While the US cut its proposed tariffs on Thai exports to 19% from the initial level of 36%, uncertainty remains high. Foreign tourist arrivals have weakened and an unexpected change in government has added to the unease, expected to weigh on next year's outlook.

The IMF said tight financial conditions are likely to suppress demand. Inflation is expected to stay subdued, with headline inflation projected to average -0.1% in 2025 and 0.4% in 2026.

The global lender said the Bank of Thailand retains sufficient room to maintain an accommodative monetary policy to support the recovery. The policy rate is 1.5% following four cuts totalling 100 basis points since October 2024.

With risks skewed to the downside, the IMF emphasised the importance of close coordination between monetary and fiscal policies, while safeguarding central bank independence and maintaining exchange rate flexibility as a key shock absorber.

The fund noted a moderate fiscal expansion, supported by carryovers from the previous fiscal year, could provide important near-term support.

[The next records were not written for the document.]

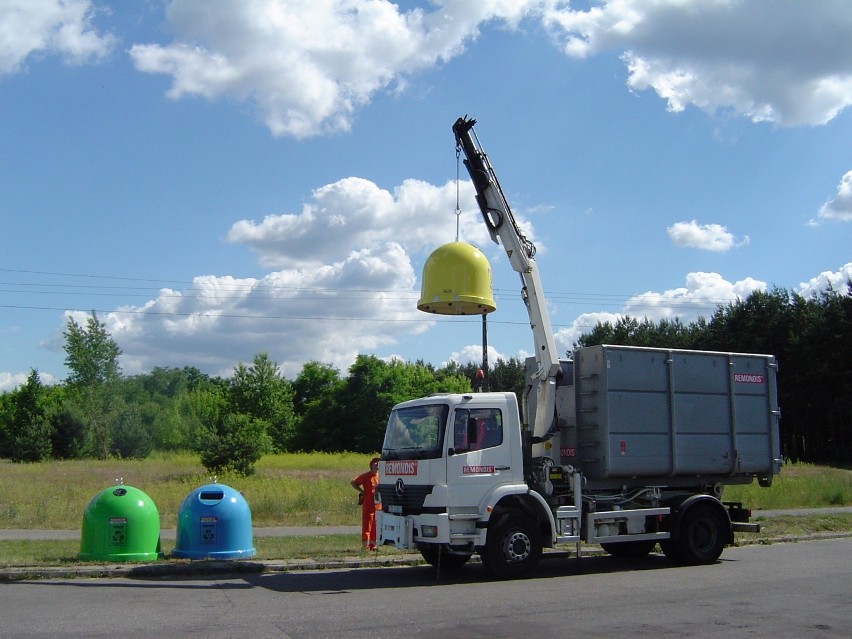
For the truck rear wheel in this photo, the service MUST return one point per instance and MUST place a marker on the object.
(438, 556)
(703, 535)
(629, 549)
(513, 548)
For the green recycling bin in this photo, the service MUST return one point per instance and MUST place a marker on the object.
(120, 524)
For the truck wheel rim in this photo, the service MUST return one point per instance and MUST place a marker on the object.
(518, 546)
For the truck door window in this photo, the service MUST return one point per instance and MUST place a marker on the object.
(477, 429)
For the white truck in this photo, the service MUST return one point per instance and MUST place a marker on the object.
(619, 446)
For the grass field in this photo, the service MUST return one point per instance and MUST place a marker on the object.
(287, 490)
(305, 490)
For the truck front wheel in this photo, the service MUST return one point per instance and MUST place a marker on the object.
(513, 547)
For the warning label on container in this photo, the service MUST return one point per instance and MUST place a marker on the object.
(748, 378)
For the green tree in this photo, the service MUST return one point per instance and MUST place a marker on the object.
(316, 394)
(91, 353)
(92, 358)
(262, 393)
(235, 444)
(30, 429)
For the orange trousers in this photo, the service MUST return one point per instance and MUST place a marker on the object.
(368, 527)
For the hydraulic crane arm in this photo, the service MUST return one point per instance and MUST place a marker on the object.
(521, 252)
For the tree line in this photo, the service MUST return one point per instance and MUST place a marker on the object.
(231, 422)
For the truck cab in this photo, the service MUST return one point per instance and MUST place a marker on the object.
(447, 460)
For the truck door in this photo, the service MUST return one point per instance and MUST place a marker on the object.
(476, 456)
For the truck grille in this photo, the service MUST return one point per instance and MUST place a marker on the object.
(411, 500)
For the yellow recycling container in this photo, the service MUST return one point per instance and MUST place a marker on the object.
(456, 281)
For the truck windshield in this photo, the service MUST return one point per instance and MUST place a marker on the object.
(416, 432)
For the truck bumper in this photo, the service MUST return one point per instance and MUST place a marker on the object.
(395, 530)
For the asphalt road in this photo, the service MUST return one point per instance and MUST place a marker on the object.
(782, 590)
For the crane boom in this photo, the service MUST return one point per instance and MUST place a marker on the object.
(521, 253)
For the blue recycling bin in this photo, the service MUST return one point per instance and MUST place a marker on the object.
(214, 522)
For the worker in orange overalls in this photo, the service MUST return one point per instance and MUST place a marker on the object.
(365, 484)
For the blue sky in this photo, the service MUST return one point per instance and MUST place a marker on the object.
(218, 179)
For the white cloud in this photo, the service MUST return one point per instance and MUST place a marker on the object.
(361, 303)
(49, 27)
(567, 336)
(699, 297)
(708, 237)
(343, 284)
(308, 65)
(10, 381)
(827, 279)
(790, 64)
(838, 208)
(354, 213)
(472, 354)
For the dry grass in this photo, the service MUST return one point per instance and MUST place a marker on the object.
(287, 490)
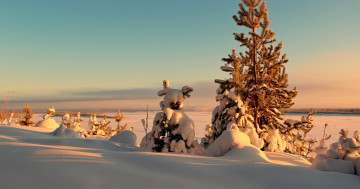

Available fiscal resources should be directed towards growth-enhancing measures, remaining targeted with efficient implementation to maximise their impact, noted the IMF.

In this context, the mission welcomed the Thai Government's decision to redirect planned digital wallet cash transfers towards investment projects and to increase social assistance for state welfare cardholders.

The authorities' plans to continue promoting orderly household debt deleveraging and to support small and medium-sized enterprises are steps in the right direction, noted the IMF.

Priorities should include restruc­turing low-value unsecured personal loans and enabling borrowers to re-enter the formal credit system after successfully repaying reduced balances or instalment arrangements, added the IMF. The fund also recommends urgent structural reforms to bolster resilience and raise Thailand's long-term growth potential.

In addition, the IMF said policymakers should consider deepening trade and financial integration, advancing structural transformation to boost labour productivity, increasing export sophistication, and strengthening social protection, governance and climate resilience./.